After five hours, we stopped for gas and it was time to trade places; he would once again be the captain of his own ship, so to speak.

Upon pulling out of the gas station, he started to exit the wrong direction, taking us further from the highway rather than back to it. I had to correct him, and point us the right way.

Arriving at the highway, he almost hit a cement barrier, then attempted to take the wrong ramp, sending us back to the hotel, not onward to the airport. Again, only my pointing out the right onramp saved us from an unnecessary journey back whence we came. Five long hours I drove us without incident; he was behind the wheel for 30 seconds and had already made three mistakes.

Still, I was somewhat willing to forgive his cluelessness until right before the end of our trip. We were on a completely empty 45-mph four-lane road at 3am; a traffic light was 75 yards in the distance. At that traffic light, a dedicated lane existed for people turning onto the highway. So, if someone was at the cross road, they could safely turn right and have without having to merge.

Which is exactly what started to happen. When we were roughly 50 yards from the light, a car at the crossroad turned on to our road and into his dedicated lane.

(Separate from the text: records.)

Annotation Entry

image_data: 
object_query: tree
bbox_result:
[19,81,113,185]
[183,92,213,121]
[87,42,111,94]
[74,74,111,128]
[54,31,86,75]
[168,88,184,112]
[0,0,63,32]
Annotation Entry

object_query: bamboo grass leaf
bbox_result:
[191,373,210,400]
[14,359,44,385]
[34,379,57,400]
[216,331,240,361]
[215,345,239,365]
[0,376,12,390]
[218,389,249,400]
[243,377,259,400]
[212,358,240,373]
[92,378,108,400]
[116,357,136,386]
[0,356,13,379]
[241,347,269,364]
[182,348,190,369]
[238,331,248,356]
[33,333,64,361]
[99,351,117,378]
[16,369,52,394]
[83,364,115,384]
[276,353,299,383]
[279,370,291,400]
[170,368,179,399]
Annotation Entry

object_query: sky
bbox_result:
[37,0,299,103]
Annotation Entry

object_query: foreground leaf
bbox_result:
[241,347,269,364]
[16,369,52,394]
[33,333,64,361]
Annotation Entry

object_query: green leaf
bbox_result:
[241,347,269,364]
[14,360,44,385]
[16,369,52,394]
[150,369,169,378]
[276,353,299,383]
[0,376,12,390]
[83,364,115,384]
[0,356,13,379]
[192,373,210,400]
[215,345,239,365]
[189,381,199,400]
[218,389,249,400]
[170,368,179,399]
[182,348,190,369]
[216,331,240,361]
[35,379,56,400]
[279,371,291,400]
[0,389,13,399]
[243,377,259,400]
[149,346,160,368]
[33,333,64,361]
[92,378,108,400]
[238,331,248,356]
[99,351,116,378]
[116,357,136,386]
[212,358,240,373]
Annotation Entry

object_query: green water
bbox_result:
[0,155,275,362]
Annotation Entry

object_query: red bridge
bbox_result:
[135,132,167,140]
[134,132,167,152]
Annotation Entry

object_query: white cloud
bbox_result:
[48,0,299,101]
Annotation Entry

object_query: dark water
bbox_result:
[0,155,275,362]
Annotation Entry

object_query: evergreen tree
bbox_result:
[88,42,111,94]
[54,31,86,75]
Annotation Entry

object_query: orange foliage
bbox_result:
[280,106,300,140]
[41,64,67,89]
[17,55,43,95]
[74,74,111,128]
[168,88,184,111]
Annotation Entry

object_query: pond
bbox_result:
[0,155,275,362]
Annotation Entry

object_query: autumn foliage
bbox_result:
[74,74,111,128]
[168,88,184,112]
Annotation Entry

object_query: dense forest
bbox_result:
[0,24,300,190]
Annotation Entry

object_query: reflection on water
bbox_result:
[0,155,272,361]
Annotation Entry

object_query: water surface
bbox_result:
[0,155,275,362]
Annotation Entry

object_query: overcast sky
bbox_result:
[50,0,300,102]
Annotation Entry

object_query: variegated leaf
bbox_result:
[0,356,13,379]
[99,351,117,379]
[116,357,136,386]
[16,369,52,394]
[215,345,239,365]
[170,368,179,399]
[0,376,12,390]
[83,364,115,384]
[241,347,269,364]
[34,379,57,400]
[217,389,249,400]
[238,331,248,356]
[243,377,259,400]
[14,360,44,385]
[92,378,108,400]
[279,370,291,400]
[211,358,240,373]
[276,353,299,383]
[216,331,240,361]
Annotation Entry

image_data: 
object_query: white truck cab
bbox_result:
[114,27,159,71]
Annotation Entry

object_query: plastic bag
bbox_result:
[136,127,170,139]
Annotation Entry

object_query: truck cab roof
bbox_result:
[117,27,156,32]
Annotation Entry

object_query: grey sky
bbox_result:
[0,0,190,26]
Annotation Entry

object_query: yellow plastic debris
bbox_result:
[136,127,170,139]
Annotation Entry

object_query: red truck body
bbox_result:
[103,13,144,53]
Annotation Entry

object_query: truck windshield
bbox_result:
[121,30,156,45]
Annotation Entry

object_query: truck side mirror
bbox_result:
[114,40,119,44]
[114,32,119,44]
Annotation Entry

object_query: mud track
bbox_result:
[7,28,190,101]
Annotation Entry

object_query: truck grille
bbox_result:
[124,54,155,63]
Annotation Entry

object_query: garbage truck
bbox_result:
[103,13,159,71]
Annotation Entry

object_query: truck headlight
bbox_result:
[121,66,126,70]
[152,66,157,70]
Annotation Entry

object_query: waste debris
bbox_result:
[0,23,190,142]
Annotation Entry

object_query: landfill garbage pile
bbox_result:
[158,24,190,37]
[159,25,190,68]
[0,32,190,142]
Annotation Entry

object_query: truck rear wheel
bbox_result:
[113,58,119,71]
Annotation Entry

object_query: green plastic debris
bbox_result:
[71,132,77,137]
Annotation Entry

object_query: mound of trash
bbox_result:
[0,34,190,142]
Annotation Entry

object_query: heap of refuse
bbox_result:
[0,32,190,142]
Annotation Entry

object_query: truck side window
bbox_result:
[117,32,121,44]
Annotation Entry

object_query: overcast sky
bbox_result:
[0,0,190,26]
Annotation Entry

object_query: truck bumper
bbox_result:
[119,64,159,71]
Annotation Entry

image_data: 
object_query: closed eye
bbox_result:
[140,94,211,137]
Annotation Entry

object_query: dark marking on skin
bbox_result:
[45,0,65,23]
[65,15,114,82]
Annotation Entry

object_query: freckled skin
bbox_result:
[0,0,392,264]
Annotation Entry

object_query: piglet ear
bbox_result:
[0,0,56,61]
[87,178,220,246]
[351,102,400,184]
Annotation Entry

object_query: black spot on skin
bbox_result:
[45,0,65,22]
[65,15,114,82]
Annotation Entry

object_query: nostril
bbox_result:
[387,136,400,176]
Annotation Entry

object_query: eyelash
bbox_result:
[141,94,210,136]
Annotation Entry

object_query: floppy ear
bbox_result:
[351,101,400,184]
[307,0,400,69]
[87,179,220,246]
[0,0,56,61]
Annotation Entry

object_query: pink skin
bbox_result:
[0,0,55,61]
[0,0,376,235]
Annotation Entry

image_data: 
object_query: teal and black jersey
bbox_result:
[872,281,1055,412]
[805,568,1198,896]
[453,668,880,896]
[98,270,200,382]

Without warning, my clueless companion was so panicked he slammed on the brakes, throwing a “Mom Arm” in front of me for protection.

I was almost too stunned to respond.

As he released my chest, I noticed his eyes were wide and his breathing heavy.

I laughed, saying, “You’re a very jumpy driver, aren’t you?”

This gentle tease was an affront to his abilities.

“I’m a defensive driver,” he corrected me, obviously offended.

I damaged my optic nerves rolling my eyes.

We eventually arrived at our destination without any loss of life or damage to other vehicles, and I boarded my plane…

…and now I’m torn. Generally, my road rage is directed to people I know nothing about. Maybe they’re driving slow because they have a newborn baby in the car. Maybe they just brain farted and forgot to signal their lane change that one time.

Or, maybe they’re like my new friend, someone I can really like as a person, but who should be taking a driver’s license test monthly.

Will I hate shitty drivers from here on out?

Probably.

But hopefully I understand them a little better now.